It's another public holiday as state pushes tree planting agenda

President William Ruto planting a tree in Kiu Wetland, Makueni County, during a past exercise. [PCS, Standard]

The government has handed Kenyans another public holiday to plant trees to mitigate the effects of climate change in the country.

President William Ruto declared Friday, May 10, a public holiday to honour victims of floods.

"This Friday, all Kenyans, remembering all the challenges we have had with climate change…let’s unite to plant trees. We all know how important tree planting is," he said.

He appealed to each Kenyan to plant at least 50 trees to achieve the target of the 5 billion tree-planting initiative.

The government has tasked state officials to oversee the exercise across the country.

This is the second tree-planting holiday although it will be different from the previous one conducted in 2023.

In an interview with The Standard, Forestry Principal Secretary Gitonga Mugambi said this time round individuals will be forced to buy tree seedlings, unlike last year when the government provided free seedlings.
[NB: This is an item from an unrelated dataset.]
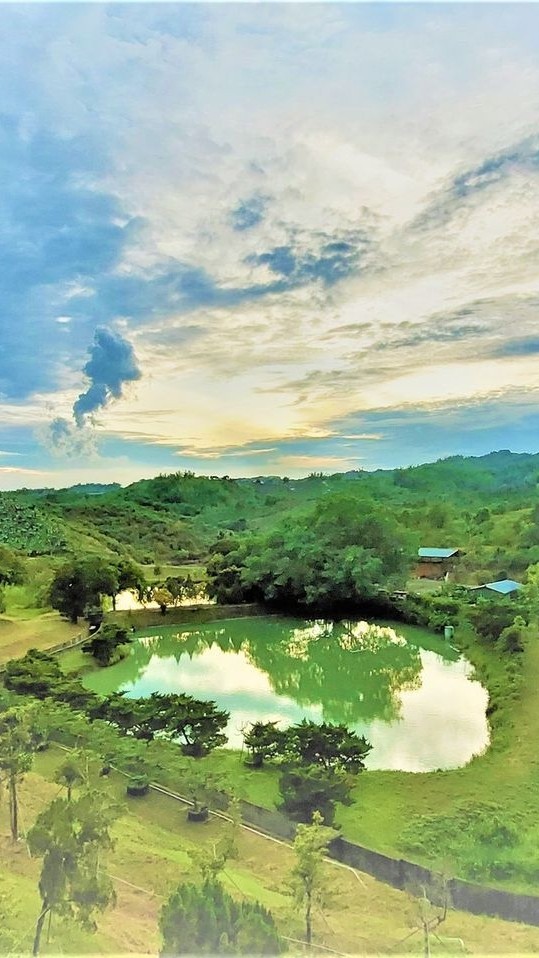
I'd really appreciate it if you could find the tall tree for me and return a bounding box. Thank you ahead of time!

“Last year we gave free seedlings but this time round it will cost Sh10 because when you buy the seedling then there is more likelihood of you taking care of it than when it’s just being given for free,” Mugambi said.

“As much as we condole with the bereaved families, one of the things we need to do is plant trees because they will assist in mitigating such effects (floods) in the future by cleaning carbon dioxide from the atmosphere and many more benefits," he added.
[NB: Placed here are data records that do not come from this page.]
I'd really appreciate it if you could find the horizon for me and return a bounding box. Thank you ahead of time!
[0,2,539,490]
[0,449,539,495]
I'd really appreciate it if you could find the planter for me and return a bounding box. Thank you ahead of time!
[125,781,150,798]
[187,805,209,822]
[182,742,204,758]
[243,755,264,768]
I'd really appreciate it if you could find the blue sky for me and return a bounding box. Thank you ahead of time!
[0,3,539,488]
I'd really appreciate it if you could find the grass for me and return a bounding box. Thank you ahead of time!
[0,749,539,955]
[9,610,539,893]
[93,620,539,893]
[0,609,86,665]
The PS not only sees this as an ecosystem restoration initiative but job creation.

He said that when one buys a seedling then he/she will be motivating the farmers to do more.
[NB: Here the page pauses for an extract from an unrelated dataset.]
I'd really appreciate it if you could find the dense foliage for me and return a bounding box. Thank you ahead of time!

Amidst the ongoing rains and floods, one would ask where the government intends to plant the trees.

“We have come up with 11 intervention areas in which we have identified the type of trees that can be grown in such areas,” the PS said.

Mugambi said that the Cabinet has approved the suitable areas for planting trees urging people staying in urban areas to come out in large numbers to get directives on the location.

Forestry Principal Secretary Gitonga Mugambi. [Courtesy]

The reason why citizens should stick to seedlings provided by the Ministry is to avoid planting trees that are not suitable for certain environments.

For instance, trees like white cedar, black gum, and bald cypress among others are likely to soak up water when planted, and precipitate drought.

Besides the tree-growing initiative, the government is also involved in other ecosystem restoration activities like creating gullies, and gabions to minimise erosion.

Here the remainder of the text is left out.